The symposium is held in honour of the 2022 Holberg Prize Laureate Sheila Jasanoff. There will be an introduction of the topic by the 2022 Holberg Prize Laureate, followed by presentations by four invited guests, a panel discussion and an open Q&A session. 

Speakers

Silke Beck: "Constitutional Moments for Rediscovering Climate?"

Jasanoff’s pioneering work invites us to journey through the landscape of global environmental and sustainability politics. Following the iconic image of Earth from space, I explore the role of imagination in navigating scales and discovering the global arena as a space of constitution-making. Turning from past to future, can we see how crises like the Ukraine War and the Pandemic will contribute to reframing climate risks and reconstituting relations between citizens, experts, and states?

Silke Beck is Professor of Sociology of Science at the STS Department, Technical University Munich. Her research focuses on the role of expertise in the field of climate change, biodiversity and sustainability transformation. She contributed to a variety of recent assessment activities, including IPCC and IPBES. 

Andrew Lang: "Expertise, Ignorance and International Governance"

This presentation will trace the formative role that science and technology studies has played in our understanding of the politics and practice of expertise in international economic institutions in the post-Cold War era.

Andrew Lang is Professor of Law at University of Edinburgh Law School, where he holds the Chair in International Law and Global Governance. His research focuses on international knowledge practices in the constitution of global markets and global market governance.

Ben Hurlbut: "Science, Progress and Other Reasons"

Calls for resolving democratic disagreement by deferring to “the science” have reached a fever pitch. Science is held up as arbiter of secular reason and protector of progress, even as expertise is a site of intensifying political division. Sheila Jasanoff has shown how the politics of expertise, far from inimical to democracy, are fundamental to it. Her pioneering work offers a pathway to reconceiving—and renewing—the place of science within the project of democracy.

J. Benjamin Hurlbut, Ph.D. is associate professor in the School of Life Sciences at Arizona State University. He is author of Experiments in Democracy: Human Embryo Research and the Politics of Bioethics.
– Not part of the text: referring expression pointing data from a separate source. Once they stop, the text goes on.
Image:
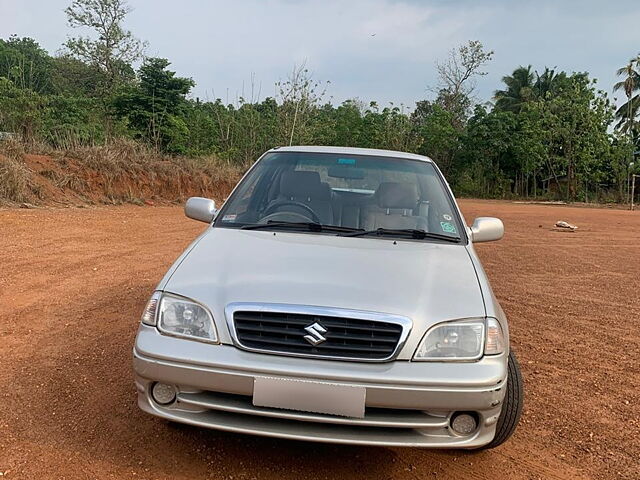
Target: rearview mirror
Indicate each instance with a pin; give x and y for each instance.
(486, 229)
(201, 209)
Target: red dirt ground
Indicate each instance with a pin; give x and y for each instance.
(74, 281)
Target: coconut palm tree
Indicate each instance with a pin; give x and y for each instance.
(520, 89)
(630, 84)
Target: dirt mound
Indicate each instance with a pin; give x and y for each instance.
(115, 174)
(75, 282)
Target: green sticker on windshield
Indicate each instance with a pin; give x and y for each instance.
(346, 161)
(448, 227)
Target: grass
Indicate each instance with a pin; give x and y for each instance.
(120, 171)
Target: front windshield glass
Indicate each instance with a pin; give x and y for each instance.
(353, 191)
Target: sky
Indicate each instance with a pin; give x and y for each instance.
(382, 50)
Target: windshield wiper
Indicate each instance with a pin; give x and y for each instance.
(310, 226)
(403, 232)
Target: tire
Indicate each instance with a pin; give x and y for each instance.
(512, 404)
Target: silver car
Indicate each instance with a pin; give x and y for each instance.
(335, 297)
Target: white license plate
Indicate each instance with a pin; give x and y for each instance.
(306, 396)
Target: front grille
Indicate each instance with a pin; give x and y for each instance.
(345, 338)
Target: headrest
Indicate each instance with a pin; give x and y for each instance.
(296, 184)
(397, 195)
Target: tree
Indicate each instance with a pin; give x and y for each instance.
(440, 136)
(630, 84)
(26, 64)
(299, 96)
(155, 108)
(524, 85)
(115, 48)
(520, 89)
(457, 78)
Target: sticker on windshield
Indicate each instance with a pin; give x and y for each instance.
(448, 227)
(346, 161)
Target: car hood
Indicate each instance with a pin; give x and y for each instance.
(425, 281)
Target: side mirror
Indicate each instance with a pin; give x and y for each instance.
(201, 209)
(486, 229)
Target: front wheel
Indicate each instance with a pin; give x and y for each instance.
(512, 404)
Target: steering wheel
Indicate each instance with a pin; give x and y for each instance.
(281, 203)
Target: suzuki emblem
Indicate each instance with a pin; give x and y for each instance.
(315, 331)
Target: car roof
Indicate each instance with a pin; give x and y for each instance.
(351, 151)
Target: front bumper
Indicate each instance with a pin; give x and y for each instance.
(407, 403)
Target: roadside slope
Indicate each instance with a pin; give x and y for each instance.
(74, 282)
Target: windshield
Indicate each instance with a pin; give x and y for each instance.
(358, 192)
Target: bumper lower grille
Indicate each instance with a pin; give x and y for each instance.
(314, 335)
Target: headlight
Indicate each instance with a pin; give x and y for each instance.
(495, 338)
(180, 317)
(463, 340)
He holds a PhD in the History of Science from Harvard University.

Patricia Williams: "The Regulation of Hubris"

The sudden Promethean power to edit our own genes has seemingly inspired a disinhibited techno-optimism, whose ambition for immortality and guaranteed future outcomes knows few bounds. Professor Sheila Jasanoff's career has focused on the urgent necessity for collective governance, recognition of ecological entanglement, and infinitely complex ethical reflection.

Patricia Williams holds appointments in both the School of Law and the Department of Philosophy at Northeastern University. She has authored six books, and hundreds of professional articles. Williams is the recipient of seven honorary degrees and of a MacArthur «genius» grant.

Sheila Jasanoff

Sheila Jasanoff is Pforzheimer Professor of Science and Technology Studies at the Harvard Kennedy School. A pioneer in the social sciences, she explores the role of science and technology in the law, politics, and policy of modern democracies. Jasanoff founded and directs the STS Program at Harvard University. Her books include The Fifth Branch (1990), Science at the Bar (1995), Designs on Nature (2005), The Ethics of Invention (2016), and Can Science Make Sense of Life? (2019).

This event is a part of the Holberg Week, which this year takes place 7—10 June.